To the Editor: Multiple sclerosis (MS) is one of the central nervous system (CNS) diseases resulting from a demyelination process.
1 To assess its progression, the Disability Status Score (DSS) was proposed in 1965, and the expanded version of this test (EDSS), was introduced in 1985.
2 However, this scoring system, although used worldwide by neurologists, has subjective components leading to variation in clinical judgments among clinicians.
2,3 Also, it does not consider the areas of cognition and upper extremity in assessment of status of the MS patient. Realizing the need for better assessment tool, in 1994, a new scoring system known as Multiple Sclerosis Functional Composite (MSFC) was introduced.
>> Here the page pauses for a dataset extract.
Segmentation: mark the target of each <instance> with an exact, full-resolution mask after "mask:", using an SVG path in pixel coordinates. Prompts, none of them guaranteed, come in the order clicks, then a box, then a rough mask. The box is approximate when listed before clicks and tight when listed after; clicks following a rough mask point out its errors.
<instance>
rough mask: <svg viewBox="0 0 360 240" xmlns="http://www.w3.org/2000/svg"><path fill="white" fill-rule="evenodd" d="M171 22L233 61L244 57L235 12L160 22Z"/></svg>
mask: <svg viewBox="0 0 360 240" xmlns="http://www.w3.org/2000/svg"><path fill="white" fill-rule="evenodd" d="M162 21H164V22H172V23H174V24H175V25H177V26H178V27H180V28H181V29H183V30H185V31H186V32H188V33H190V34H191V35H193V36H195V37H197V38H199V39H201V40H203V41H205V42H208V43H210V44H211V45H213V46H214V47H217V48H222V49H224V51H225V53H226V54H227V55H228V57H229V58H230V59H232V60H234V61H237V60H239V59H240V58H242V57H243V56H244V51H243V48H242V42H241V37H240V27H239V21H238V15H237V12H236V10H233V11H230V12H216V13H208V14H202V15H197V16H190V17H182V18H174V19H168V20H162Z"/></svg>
4 The MSFC is relatively more objective than the EDSS and considers three areas of assessment: 1) lower extremity; 2) upper extremity; and 3) cognition.
The MSFC calculates the z-score for each area of assessment, and then the average of the three scores is reported as progression outcome. However, this approach gives the same weight to each area of assessment that is different from each other.
4 The scores coming from each area of assessment have their own interpretation for a neurologist, as well as physiotherapist, and, finally, the MS patient. Therefore, mere summation and averaging of the scores from the three areas of assessment under question results in a final MFSC score that largely ignores their individual importance.
Considering this fundamental problem in MFSC scoring system, we suggest that assessing MS progression by using a fuzzy-inference system can be a more reasonable and practically applicable option than the simple average of the three areas of assessment currently employed.
5 The fuzzy-inference system is similar to human reasoning and is basically developed to model complex and nonlinear systems as a set of rules with a simple conceptual structure. In fuzzy logic, which is the basis of fuzzy-inference systems, the intrinsic value to the fuzzy sets is an indication of the status of each item relative to its normal value. Each value resulting from the three areas of assessment has its own fuzzy set, and its parameters are obtained from the existing statistical norms. Thus, each broad area of assessment (Lower Extremity, Upper Extremity, and Cognition) will have three intrinsic values related to the three corresponding fuzzy sets. These values and their combinations will lead to better scores, reflecting MS progression better than the current MSFC, which only considers the average. In a fuzzy-inference system, the fuzzy output value is calculated through the T-norm operation, which can be of maximum value, for product, average, and so forth, and this gives the capability of assigning different weights to each input value. What follows is the degree of MS progression according to the three weighted criteria, converted to the three separate intrinsic values. A simple average value cannot give a specific assessment of MS progression. Also, the same two conventionally-obtained output values mean the same results; however, in the fuzzy concept, the output fuzzy value is specifically related to the output fuzzy set, which is also deterministically constructed by the application of a T-norm operation on inputted fuzzy sets and group values.
In the future, we intend to construct fuzzy sets for normal subjects of different age and gender. Then the same approach will be applied to the MS patients, and different aspects can be assessed for the possible advantages and interpretations by neurologists. For further study, we will assess the correlation of such indexing method only with lower extremity and EDSS and for all the dimensions considered together.